“...The American Revolution centennial in 1876 was in the 19th century, so you could argue that was two centuries ago even though it was 146 years ago...” [ProtectOurFreedom, post 15]
“...Couldn’t experience the sound, the smell, the terrain in a museum...” [mewzilla, post 18]
“Maybe the Civil War re-enactors could carry walkie talkies instead of guns so that nobody is triggered...” [Sirius Lee, post 22]
All of your comments have been pointedly thoughtful, and more succinct than any words I’ve come up with.
The anti-gun and anti-military antics directed at reenacting have been going on for a while.
In autumn 1984 or 1985, my AWI regiment was invited to march in a Christmas parade, in Lincoln, Nebraska. Our commander accepted the invitation. The organizers then told us we would not be allowed to carry our muskets, nor bring along any weapons - something about honoring the “season of peace.” All the usual verbiage followed: peace on Earth, goodwill toward men, etc. Our commander withdrew our acceptance.
For many years, our outfit had marched in an event in Omaha, celebrating the travels of Lewis and Clark through the region. Then one year, the organizers told us we could march, but that we couldn’t bring any “guns” with us. Excuse-mongering included flummery about local laws prohibiting open carry of firearms inside the city limits, spirit of peace and brotherhood, etc. We gave up attending.

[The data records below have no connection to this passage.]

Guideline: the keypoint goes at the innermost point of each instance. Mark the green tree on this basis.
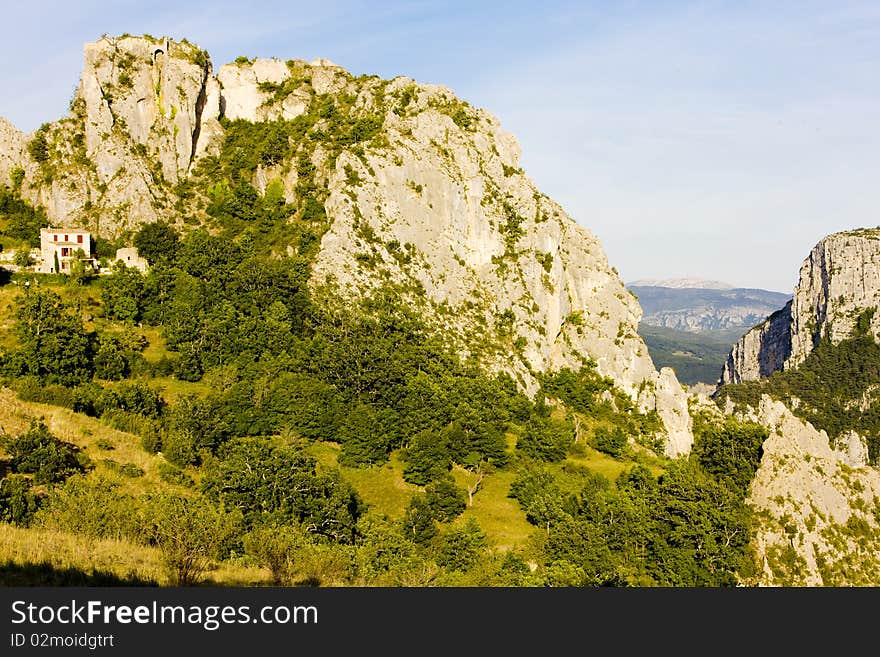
(546, 439)
(53, 342)
(426, 458)
(157, 242)
(445, 500)
(418, 520)
(38, 146)
(462, 546)
(38, 452)
(190, 532)
(22, 258)
(123, 293)
(276, 547)
(271, 483)
(18, 501)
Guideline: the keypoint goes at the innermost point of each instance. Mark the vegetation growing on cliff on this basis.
(834, 388)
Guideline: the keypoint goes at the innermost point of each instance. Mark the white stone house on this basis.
(129, 256)
(59, 248)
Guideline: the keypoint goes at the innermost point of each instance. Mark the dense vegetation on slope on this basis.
(285, 373)
(834, 388)
(323, 443)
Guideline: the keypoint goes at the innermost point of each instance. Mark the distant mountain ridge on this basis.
(706, 308)
(682, 283)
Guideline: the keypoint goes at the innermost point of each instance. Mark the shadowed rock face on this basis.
(761, 351)
(817, 525)
(838, 280)
(481, 244)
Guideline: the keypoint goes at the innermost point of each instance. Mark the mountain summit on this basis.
(380, 184)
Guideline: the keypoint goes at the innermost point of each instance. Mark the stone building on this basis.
(60, 247)
(129, 256)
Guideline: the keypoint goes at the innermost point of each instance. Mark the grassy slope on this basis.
(382, 487)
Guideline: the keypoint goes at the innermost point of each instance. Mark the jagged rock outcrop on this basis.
(817, 516)
(838, 280)
(761, 351)
(12, 149)
(425, 194)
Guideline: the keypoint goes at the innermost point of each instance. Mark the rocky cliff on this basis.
(838, 280)
(420, 191)
(817, 515)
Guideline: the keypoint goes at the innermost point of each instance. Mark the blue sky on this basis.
(719, 140)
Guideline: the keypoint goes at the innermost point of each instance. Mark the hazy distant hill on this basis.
(696, 356)
(706, 309)
(691, 324)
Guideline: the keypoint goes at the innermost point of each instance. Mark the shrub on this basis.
(41, 454)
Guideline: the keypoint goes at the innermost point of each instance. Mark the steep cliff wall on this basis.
(838, 280)
(817, 516)
(421, 191)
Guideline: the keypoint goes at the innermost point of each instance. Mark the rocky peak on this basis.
(419, 190)
(837, 281)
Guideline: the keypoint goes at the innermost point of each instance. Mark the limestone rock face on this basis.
(761, 351)
(12, 149)
(817, 523)
(838, 280)
(448, 213)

In the mid 1990s, organizers of Offutt AFB’s public events told us we would no longer be allowed to perform at the annual open house (our regiment was headquartered in Bellevue, Nebraska). Before our commander could issue a formal statement of any sort, we received a message from the airbase wing commander’s office, telling us we could bring all the weaponry we owned, and we’d be permitted to put on our firepower demo, as we’d done at every open house since our regiment’s founding back in 1975. The entire pre-event dustup came as a surprise, as our regiment - the only unit west of the Mississippi, chartered by the US Bicentennial Commission, the outfit that presented the colors at the kickoff of Offutt’s Bicentennial celebration in 1976 - had long enjoyed close relations with the base. Just who negated our standing invitation, and who forced the re-issuance, we never did find out.
Museums have been suffering similar instances of disapproval. They’ve been afflicted by academic Leftists pushing victimology and invidious revisionism for some time too.
When it was announced in 1994 that B-29-45-MO serial 44-86292 (better known to the public as the Enola Gay, the first aircraft to drop an atomic bomb in action) would be almost fully restored for display inside Smithsonian Air & Space Museum at the 50th anniversary of victory in World War Two, the Air Force Association managed to get hold of a draft of the exhibit script. The average American who read the text would have come away convinced that the United States was immensely unfair and racist, to start its war against Imperial Japan with a sneak attack, dropping an atomic bomb on Hiroshima.
AFA, other veterans groups, and armed-services support organizations joined forces to get the exhibit text rewritten into something closer to the truth; Martin O Harwit, then Director of the Air & Space Museum, was forced to resign the following year.
I became involved with the planners and organizers of Offutt’s 1995 celebrations of WW2 victory. And just about all of us kept working after that, to plan & stage the commemoration of the 50th anniversary of the founding of Strategic Air Command, scheduled for March 1996. At one point in the preparations, I was told in person by Richard P Hallion, USAF’s Chief Historian, that he had resigned from his position as a curator at the Smithsonian Institution, because most of the rest of the staff had become devoted Leftists. His work had often been interfered with.
Those are very sad tales. It is astonishing how much power leftists have garnered.
I remember family outings to military parades from about 1955 to 1960 when I age 4 to 9 in Utica, NY. We sat on Dad’s old wool, olive drab Marine Corps blanket. The streets were filled with WW II military equipment and veterans. That would really get the leftists you write about wetting their panties.
I can’t believe they get that worked up over RE-ENACTMENT arms. Why, exactly, do they think we even HAVE peace at Christmas time? Pax Americana is a short lived blessing and it won’t last forever. It is achieved through superior militaries and armaments.